As stated before, my customSort method takes only 58 milliseconds to execute on my computer. Considering the built-in method takes 261 milliseconds, I would call this sort algorithm a success in this scenario. Of course, my custom sort may not always be the fastest depending on the number of elements in the Array. It seems to really outperform when the integer array to sort is large.

Read on for an explanation of my algorithm...

Here's a quck explanation about how the sort works. First, we declare a "bins" array big enough to have 1 position for every element ranging from min to max. In Flash, when you define an array like this without initializing any of the values, they all default to "undefined," which will be important later. Second, we loop over every element in the original array and determine the index it has in the bins array. We then mark that index as being in use (by incrementing it's value). If there are duplicate numbers in the array, then the value at the index representing the number will be the number of elements sharing that number value.

The above is slightly confusing. Hopefully a quick example can illustrate the magic a little clearer:

// if num_array looks like this...
num_array = [6, 1, 0, 1];

// bins would look like this:
bins = [1, 2, undefined, undefined, undefined, undefined, 1];

See how the element in num_array is used as an index in bins, and that the element at the index in bins is the number of times that index number appears in num_array? Probably not... but think about it some more, the above is the trickist part. Since the number 1 is repeated 2 times in num_array, bins[1] = 2. There is no number 2 in num_array, so bin[2] is undefined. There is only one number 6, so bins[6] = 1. Get it now? I hope so...
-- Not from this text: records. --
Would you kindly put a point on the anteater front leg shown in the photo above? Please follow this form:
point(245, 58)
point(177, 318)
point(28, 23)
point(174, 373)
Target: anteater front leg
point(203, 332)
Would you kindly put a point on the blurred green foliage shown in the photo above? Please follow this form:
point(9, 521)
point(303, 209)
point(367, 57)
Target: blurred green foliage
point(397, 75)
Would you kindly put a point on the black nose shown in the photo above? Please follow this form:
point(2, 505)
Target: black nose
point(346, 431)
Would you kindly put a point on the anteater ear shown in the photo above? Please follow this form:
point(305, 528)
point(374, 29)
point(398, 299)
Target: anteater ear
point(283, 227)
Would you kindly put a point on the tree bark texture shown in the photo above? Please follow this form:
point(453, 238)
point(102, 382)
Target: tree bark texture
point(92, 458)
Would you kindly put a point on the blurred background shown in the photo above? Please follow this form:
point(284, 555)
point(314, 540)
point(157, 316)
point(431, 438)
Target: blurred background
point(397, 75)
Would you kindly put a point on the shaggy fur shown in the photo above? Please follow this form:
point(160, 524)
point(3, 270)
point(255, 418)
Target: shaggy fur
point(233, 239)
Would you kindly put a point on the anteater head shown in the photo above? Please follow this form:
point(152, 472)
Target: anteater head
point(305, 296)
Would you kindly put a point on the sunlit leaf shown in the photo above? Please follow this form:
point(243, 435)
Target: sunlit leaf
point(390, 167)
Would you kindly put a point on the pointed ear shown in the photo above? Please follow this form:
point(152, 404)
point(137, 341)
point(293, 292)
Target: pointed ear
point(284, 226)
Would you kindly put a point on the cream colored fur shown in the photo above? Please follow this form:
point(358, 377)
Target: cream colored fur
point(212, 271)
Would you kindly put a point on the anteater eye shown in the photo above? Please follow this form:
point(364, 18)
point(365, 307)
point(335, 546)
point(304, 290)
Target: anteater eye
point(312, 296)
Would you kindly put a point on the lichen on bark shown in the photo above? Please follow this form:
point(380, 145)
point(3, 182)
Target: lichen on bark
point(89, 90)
Ok, so the bins array is populated as described above. Now we just need to loop through it and reconstruct an array out of it. I know I said before that using dynamic arrays was bad if we know the number of elements the array will have, but it was easier (read: less time consuming for me) in this situation to just make a temporary dynamic array to rebuild with the data from the bins array. We loop through the bins array and if the value at the index is not undefined (meaning the original array contained a number equal to the index value), we push the index on the tmp array however many times the value appeared in the original array.
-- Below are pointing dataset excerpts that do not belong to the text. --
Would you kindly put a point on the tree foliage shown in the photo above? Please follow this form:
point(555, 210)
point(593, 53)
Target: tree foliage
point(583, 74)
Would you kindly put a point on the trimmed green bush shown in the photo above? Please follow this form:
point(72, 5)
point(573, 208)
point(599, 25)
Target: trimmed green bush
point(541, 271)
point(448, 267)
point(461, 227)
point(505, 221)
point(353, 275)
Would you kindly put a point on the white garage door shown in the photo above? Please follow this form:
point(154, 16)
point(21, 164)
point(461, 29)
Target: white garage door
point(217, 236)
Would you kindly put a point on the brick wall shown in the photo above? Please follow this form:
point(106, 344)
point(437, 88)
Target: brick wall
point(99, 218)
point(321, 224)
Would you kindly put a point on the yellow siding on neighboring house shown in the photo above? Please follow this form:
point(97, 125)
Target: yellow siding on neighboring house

This leaves us with a temporary array in reverse order. The final step is to replace "this" with "tmp" and reverse the order of the array, which is what the last while loop does.

I apologize if my explanation is a little confusing. The algorithm itself isn't too hard to follow once you can get over how the "bins" array works. I hope that in reading this you've been inspired to always look for a better approach to solving problems. By not being satisfied with the built in sort, I was able to shave over 200 milliseconds off of the sorting time. There are probably even faster methods to sort an array of positive integers, but I'm pleased with the results I was able to achieve.

Note that all of these times are specific to my computer. Your execution times may vary.

A possible improvement to my custom sort is to try and reduce the size of the bins array needed in memory, and to try and remove the tmp array at the end completely.

As always, let me know if you find this method useful, or if you use my code as a building block for your own custom sorting methods!

Comments

  • Why bother doing an array.reverse()? Why not just count backwards when you're building your temp array? If you're going for speed, it would be better don't you think? Oh...it looks like you mentioned something like that at the end of your article. Nevermind.

  • Very sweet code - I'll keep it for a rainy day :)

  • Thanks for taking the time to write this up. I needed to solve a display issue where IE was taking forever to sort and display a table. By adding an index array and using a modification of your sort algorithm, it sped it up from 140 seconds to about 80 ms! Very nice, indeed!